To view a larger version of this map, please click on the image.

As of the end of May, a total of 199 cases of salmonellosis in 41 states had been linked to kratom consumption; 38 percent of those illnesses led to hospitalizations. No known deaths have been reported, according to the Centers for Disease Control and Prevention. In addition to Salmonella I 4,[5],12:b:-, illnesses have been linked to Salmonella Heidelberg, Salmonella Javiana, Salmonella Okatie, Salmonella Thompson and Salmonella Weltevreden.

A total of 81 samples of kratom were collected and tested during the outbreak investigation. Of them, 42 — 52 percent — were found to be contaminated with Salmonella. This means that users of these products had essentially a one in two chance of being exposed to this pathogen, Gottlieb reported.

“Although these samples were not randomly collected but instead were tested because they were either consumed by, or mentioned by, ill persons, the more than 50 percent contamination rate is stunningly high. It represents a level rarely seen in outbreak investigations of this nature. It shows that a high proportion of kratom being shipped into the United States may be contaminated with salmonella,” according to Gottlieb’s statement.

“Throughout the year, the FDA announced additional kratom recalls due to salmonella contamination of products from multiple different companies and brands, showing that this is a persistent problem.”
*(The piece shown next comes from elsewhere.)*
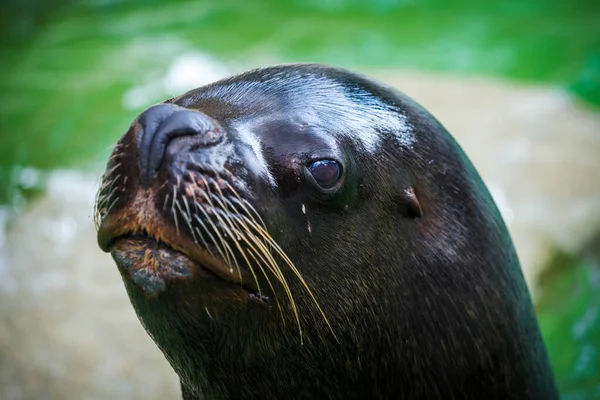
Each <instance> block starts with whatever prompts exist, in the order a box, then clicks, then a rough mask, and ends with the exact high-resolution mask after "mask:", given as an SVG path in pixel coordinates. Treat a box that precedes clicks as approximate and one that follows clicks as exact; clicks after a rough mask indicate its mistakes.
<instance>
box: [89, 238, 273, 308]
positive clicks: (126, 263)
mask: <svg viewBox="0 0 600 400" xmlns="http://www.w3.org/2000/svg"><path fill="white" fill-rule="evenodd" d="M99 242H100V246H101V248H102V249H103V250H104V251H107V252H110V253H111V255H112V257H113V259H114V260H115V262H116V263H117V265H118V266H119V268H120V269H121V270H122V271H123V272H124V273H126V274H127V276H128V277H129V278H130V279H131V280H132V281H134V282H135V283H136V284H137V285H138V286H139V287H140V288H141V289H142V290H144V291H145V292H146V293H147V294H149V295H154V294H158V293H160V292H163V291H165V290H166V289H167V287H168V286H169V284H170V283H174V282H176V281H188V280H196V279H217V280H219V281H222V282H225V283H227V284H231V286H232V288H233V287H237V288H238V292H239V291H240V290H241V291H243V292H245V293H246V294H247V295H248V298H249V299H250V300H258V301H262V302H267V303H268V302H270V300H271V299H270V297H269V296H267V295H265V294H264V293H263V292H262V291H261V290H259V288H258V287H257V285H256V283H255V281H254V280H253V276H252V274H251V273H250V271H248V270H247V269H246V268H244V267H243V266H240V265H236V266H235V268H234V267H232V266H229V265H228V264H227V263H225V262H224V261H222V260H220V259H219V258H217V257H215V256H213V255H212V254H211V252H210V250H208V249H203V248H200V247H198V246H193V247H190V248H188V247H186V246H182V245H180V244H176V243H177V242H174V241H171V240H169V239H168V238H166V237H162V236H161V237H160V238H159V237H158V236H154V235H152V234H151V233H149V232H148V231H146V230H144V231H142V232H127V233H118V234H117V235H110V233H108V232H106V231H104V232H102V234H101V235H100V236H99ZM179 242H185V240H183V241H181V240H179Z"/></svg>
The FDA found that kratom flowing into the United States is sourced from southeast Asia, particularly rural regions of Indonesia and Thailand. In these locations, the plant is being grown, harvested and processed in problematic conditions that readily create the circumstance for widespread contamination with foodborne pathogens. Some kratom is further processed once in the United States. It is used in capsules, powders and herbal remedies. Based on FDA findings, these procedures do not appear to be eliminating microbial contamination.
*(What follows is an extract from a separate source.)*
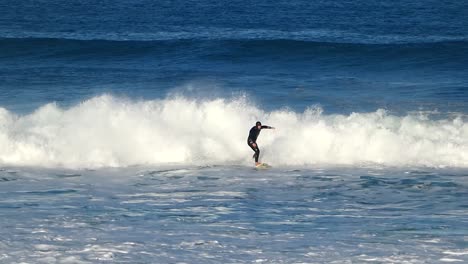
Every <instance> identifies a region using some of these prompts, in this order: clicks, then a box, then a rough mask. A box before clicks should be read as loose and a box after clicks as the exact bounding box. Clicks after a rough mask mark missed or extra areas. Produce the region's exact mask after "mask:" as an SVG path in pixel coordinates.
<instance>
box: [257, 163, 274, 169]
mask: <svg viewBox="0 0 468 264" xmlns="http://www.w3.org/2000/svg"><path fill="white" fill-rule="evenodd" d="M269 168H271V166H270V165H269V164H267V163H261V164H258V165H256V166H255V169H257V170H266V169H269Z"/></svg>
Kratom has been linked to severe health consequences and deaths among users, according to FDA investigators. Despite these risks, Gottlieb said kratom has grown in popularity in recent years because of unsubstantiated claims about its purported benefits.

“It appears the Salmonella problem with kratom uncovered earlier this year has probably been occurring for some time and is ongoing. We have closed our outbreak investigation, concluding that anyone consuming kratom may be placing themselves at a significant risk of being exposed to salmonella,” Gottlieb reported.

“As we have previously stated, there are no proven medical uses for kratom and the FDA strongly discourages the public from consuming kratom. The subsequent findings of this investigation only strengthen that public health recommendation. Kratom is an inherently addictive product that can cause harm, which is reason enough not to consume it. Now, in addition to those risks, we can conclude that there may be a high proportion of kratom and kratom-containing products contaminated with salmonella.

“It’s another firm reminder of why people should avoid kratom.”